SACCOIt really is, because when I look at Brueghel painting, I feel like there's a window that's been opened up into another world, but it's another world but it's a very organic one in the sense that I feel a relationship to his figures. They seem like real human beings, and I can sort of relate to what they're doing. And that is an inspiration to me. I mean, a lot of my work, say in Palestine or in Bosnia, was about showing how people live. And I remember getting Gorazde, this sort of town that was under siege and had very few moving vehicles and thinking, oh, I get to draw like Brueghel because I'm showing people chopping wood and doing those sorts of activities.
FISHERNow, you started out as a more conventional reporter and made the transition into doing cartoons and this kind of drawing. What -- how did that transition occur?
SACCOWell, I found no journalism job that remotely interested me. I was actually so disappointed by the experiences I had after I got my degree in journalism that at some point I abandoned it to do comics which I had been doing since I was a kid, not knowing that at some point organically those two things would come together, comics and journalism.
FISHERAnd are -- do you have another work in progress?
SACCORight now I'm working on a book -- talk about history, I'm doing a book about Mesopotamia -- Ancient Mesopotamia, first civilizations.
FISHERAnd will it unfurl in the manner of this one?
SACCOPerhaps not. Perhaps it will more of a standard, so-called graphic novel.

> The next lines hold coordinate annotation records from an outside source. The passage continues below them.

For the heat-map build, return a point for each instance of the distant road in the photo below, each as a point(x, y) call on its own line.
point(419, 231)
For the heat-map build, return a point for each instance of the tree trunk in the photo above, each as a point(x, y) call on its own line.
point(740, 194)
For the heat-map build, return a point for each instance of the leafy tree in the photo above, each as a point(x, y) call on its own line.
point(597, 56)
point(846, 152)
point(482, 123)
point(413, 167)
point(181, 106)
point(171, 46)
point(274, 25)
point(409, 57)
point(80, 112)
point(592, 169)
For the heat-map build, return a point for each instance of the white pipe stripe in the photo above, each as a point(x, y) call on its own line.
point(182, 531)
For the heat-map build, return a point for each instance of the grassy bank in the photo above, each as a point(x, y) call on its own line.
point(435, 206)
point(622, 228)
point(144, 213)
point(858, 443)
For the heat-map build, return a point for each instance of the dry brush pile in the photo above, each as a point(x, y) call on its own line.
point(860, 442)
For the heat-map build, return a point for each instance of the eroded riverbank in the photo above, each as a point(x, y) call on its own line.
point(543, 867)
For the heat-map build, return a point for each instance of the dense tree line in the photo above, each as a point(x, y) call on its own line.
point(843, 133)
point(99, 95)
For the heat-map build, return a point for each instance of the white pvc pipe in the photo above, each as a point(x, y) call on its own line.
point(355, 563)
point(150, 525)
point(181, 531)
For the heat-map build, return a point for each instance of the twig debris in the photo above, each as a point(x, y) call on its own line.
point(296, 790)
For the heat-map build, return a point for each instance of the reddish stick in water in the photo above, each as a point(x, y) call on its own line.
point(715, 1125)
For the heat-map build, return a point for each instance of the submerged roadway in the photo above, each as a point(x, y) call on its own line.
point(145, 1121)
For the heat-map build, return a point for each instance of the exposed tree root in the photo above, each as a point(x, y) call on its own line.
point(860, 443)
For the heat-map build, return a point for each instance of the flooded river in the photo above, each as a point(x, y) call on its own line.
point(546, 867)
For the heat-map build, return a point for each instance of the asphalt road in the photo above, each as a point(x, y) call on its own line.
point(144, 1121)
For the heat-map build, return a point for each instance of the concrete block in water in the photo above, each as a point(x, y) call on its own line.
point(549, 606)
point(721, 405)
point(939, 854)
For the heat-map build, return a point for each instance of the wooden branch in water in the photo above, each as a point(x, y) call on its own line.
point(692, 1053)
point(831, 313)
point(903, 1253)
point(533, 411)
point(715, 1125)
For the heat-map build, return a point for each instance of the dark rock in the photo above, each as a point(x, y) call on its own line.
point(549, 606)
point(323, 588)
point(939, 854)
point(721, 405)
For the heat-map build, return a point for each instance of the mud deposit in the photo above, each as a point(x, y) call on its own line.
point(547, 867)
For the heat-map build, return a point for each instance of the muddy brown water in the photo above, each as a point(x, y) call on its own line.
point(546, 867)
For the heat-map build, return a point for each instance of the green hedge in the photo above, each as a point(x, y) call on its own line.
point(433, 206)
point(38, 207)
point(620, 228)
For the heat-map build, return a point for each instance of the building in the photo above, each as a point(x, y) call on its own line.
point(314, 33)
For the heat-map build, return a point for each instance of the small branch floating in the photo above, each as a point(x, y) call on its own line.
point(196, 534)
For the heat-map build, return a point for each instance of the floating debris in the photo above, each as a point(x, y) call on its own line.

FISHERAnd so with this experiment in a sort of wordless storytelling, is that something you want to pursue as well in the future?
SACCOYeah. Parts of books I think. This was really interesting to me, and I have to say, I do like drawing panoramas.
FISHERWe're talking about "The Great War" by Joe Sacco. His past books include "Palestine" and "The Fixer" about Bosnia, and he will be appearing tonight and discussing his book "The Great War," at Politics and Prose Bookstore in Northwest Washington at 7:00 p.m. The event is free and open to the public, and for information you can call 202-364-1919. That's at Politics and Prose tonight at seven o'clock. And in the short time we have available at this point, is there anything about World War I that you think instructs us about the ways in which we go to war now? Is there something that tells us how to get out some of the funks we find ourselves in?
SACCOWell, perhaps we are doomed to repeat history in a way. But the thing that -- the question mark that I have is about the enthusiasm of the populace, the obedience of people, the way they join these sort of enterprises with great gusto, and then it meets reality, and I think that's something we've learned recently in Iraq for example.
FISHERJoe Sacco is the author of "The Great War," and it's an extraordinary book. Take a look at it, and he's available tonight at seven o'clock at Politics and Prose. I'm Marc Fisher of the Washington Post. Thanks so very much for joining us. This is "The Kojo Nnamdi Show."